以下题目均来自leetcode、poj
二分查找
首先,假设表中元素是按升序排列(也可是降序),将表中间位置记录的关键字与查找关键字比较,如果两者相等,则查找成功;否则利用中间位置记录将表分成前、后两个子表,如果中间位置记录的关键字大于查找关键字,则进一步查找前一子表,否则进一步查找后一子表。重复以上过程,直到找到满足条件的记录,使查找成功,或直到子表不存在为止,此时查找不成功。
//二分查找递归
bool binary_search(std::vector<int> &sort_array,
int begin,int end,int target){
if(begin > end){
return false;
}
int mid = (begin+end)/2;
if(target == sort_arry[mid]){
return true;
}else if(target < sort_arry[mid]){
return binary_search(sort_array,begin,mid-1,target);
}else if(target > sort_arry[mid])){
return binary_search(sort_array,mid+1,end,target);
}
}
//二分查找循环
bool binary_search(std::vector<int> &sort_array,int target){
int begin = 0;
int end = sort_array.size() - 1;
while(begin <= end){
int mid = (begin+end)/2;
if(target == sort_arry[mid]){
return true;
}else if(target < sort_arry[mid]){
end = mid -1;
}else if(target > sort_arry[mid])){
begin = mid + 1;
}
}
return false;
}
搜索插入位置
给定一个排序数组和一个目标值,在数组中找到目标值,并返回其索引。

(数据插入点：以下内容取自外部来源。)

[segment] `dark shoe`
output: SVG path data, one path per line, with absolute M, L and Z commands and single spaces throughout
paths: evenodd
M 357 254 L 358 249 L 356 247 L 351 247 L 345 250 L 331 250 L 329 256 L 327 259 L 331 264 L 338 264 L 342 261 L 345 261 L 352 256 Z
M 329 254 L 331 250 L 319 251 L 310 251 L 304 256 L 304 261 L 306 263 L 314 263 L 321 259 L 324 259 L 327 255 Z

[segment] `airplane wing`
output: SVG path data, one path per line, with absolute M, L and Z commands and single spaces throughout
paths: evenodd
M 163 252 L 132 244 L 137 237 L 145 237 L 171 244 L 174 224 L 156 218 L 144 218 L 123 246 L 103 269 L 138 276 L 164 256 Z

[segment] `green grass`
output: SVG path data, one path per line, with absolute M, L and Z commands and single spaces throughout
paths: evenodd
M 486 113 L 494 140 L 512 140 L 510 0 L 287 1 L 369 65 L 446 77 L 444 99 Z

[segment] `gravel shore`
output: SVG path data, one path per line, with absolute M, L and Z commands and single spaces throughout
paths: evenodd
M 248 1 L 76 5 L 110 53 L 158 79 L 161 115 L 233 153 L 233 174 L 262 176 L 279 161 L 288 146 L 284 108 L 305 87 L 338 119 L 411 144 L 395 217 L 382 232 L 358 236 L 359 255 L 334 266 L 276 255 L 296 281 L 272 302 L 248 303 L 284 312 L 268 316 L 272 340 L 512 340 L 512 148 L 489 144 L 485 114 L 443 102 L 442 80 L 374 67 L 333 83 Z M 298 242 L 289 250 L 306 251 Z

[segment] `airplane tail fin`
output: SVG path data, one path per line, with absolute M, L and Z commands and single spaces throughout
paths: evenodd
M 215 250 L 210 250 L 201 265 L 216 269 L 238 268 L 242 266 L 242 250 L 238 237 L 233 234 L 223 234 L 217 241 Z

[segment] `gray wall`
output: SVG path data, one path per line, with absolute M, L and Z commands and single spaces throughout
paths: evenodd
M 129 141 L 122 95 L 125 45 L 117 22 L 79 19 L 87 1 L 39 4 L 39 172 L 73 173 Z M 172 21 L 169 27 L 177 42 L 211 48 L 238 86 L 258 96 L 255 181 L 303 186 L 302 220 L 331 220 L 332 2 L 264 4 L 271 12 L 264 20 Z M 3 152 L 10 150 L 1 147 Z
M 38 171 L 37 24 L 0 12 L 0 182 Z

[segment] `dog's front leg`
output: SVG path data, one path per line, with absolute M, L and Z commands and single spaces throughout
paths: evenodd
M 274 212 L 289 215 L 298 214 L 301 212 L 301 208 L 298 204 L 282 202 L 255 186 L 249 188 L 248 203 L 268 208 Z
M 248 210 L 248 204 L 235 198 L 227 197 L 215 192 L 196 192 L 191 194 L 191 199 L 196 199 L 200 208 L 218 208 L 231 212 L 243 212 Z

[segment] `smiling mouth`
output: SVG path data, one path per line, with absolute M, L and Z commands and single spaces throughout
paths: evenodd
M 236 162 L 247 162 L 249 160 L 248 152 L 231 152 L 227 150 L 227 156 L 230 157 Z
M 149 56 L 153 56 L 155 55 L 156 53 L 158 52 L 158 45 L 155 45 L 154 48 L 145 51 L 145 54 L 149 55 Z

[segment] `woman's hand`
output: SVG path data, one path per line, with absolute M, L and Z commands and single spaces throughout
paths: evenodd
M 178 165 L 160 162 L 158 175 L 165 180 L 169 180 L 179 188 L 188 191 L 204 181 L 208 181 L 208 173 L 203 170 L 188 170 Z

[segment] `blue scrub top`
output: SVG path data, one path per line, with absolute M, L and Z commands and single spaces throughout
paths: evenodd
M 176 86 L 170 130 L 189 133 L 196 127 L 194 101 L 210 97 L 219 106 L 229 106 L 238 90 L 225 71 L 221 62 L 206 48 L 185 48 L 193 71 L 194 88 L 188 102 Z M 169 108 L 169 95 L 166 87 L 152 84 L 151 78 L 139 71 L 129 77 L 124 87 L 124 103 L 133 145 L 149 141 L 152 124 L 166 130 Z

如果目标值不存在于数组中,返回它将会被按顺序插入的位置。
你可以假设数组中无重复元素。
示例 1:
输入: [1,3,5,6], 5 输出: 2 示例 2:
输入: [1,3,5,6], 2 输出: 1 示例 3:
输入: [1,3,5,6], 7 输出: 4 示例 4:
输入: [1,3,5,6], 0 输出: 0
class Solution {
public:
int searchInsert(vector<int>& nums, int target) {
int index = -1;//未找到
int begin = 0;
int end = num.size()-1;
while(index == -1){
int mid = (begin + end)/2;
if(target == nums[mid]){
index = mid;
}else if(target < nums[mid]){
if(mid == 0 || target > nums[mid-1]){
index = mid;
}
end = mid-1;
}else if(target > nums[mid]){
if(mid == num.size() - 1 || target < nums[mid+1]){
index = mid + 1;
}
begin = mid+1;
}
}
return index;
}
};
在排序数组中查找元素的第一个和最后一个位置
给定一个按照升序排列的整数数组 nums,和一个目标值 target。找出给定目标值在数组中的开始位置和结束位置。
你的算法时间复杂度必须是 O(log n) 级别。
如果数组中不存在目标值,返回 [-1, -1]。
示例 1:
输入: nums = [5,7,7,8,8,10], target = 8 输出: [3,4] 示例 2:
输入: nums = [5,7,7,8,8,10], target = 6 输出: [-1,-1]
class Solution {
public:
vector<int> searchRange(vector<int>& nums, int target) {
std:vector<int> result;
result.push_back(leftBound(nums,target));
result.push_back(rightBound(nums,target));
return result;
}
private:
int leftBound(vector<int>& nums, int target) {
int begin = 0;
int end = num.size()-1;
while(begin <= end){
int mid = (begin + end)/2;
if(target == nums[mid]){
if(mid == 0 || target < nums[mid-1]){
return mid;
}
end = mid - 1;
}else if(target < nums[mid]){
end = mid - 1;
}else if(target > nums[mid]){
begin = mid + 1;
}
}
return -1;
}
int rightBound(vector<int>& nums, int target) {
int begin = 0;
int end = num.size()-1;
while(begin <= end){
int mid = (begin + end)/2;
if(target == nums[mid]){
if(mid == nums.size() - 1 || target < nums[mid+1]){
return mid;
}
begin = mid + 1;
}else if(target < nums[mid]){
end = mid - 1;
}else if(target > nums[mid]){
begin = mid + 1;
}
}
return -1;
}
};
搜索旋转排序数组
假设按照升序排序的数组在预先未知的某个点上进行了旋转。
( 例如,数组 [0,1,2,4,5,6,7] 可能变为 [4,5,6,7,0,1,2] )。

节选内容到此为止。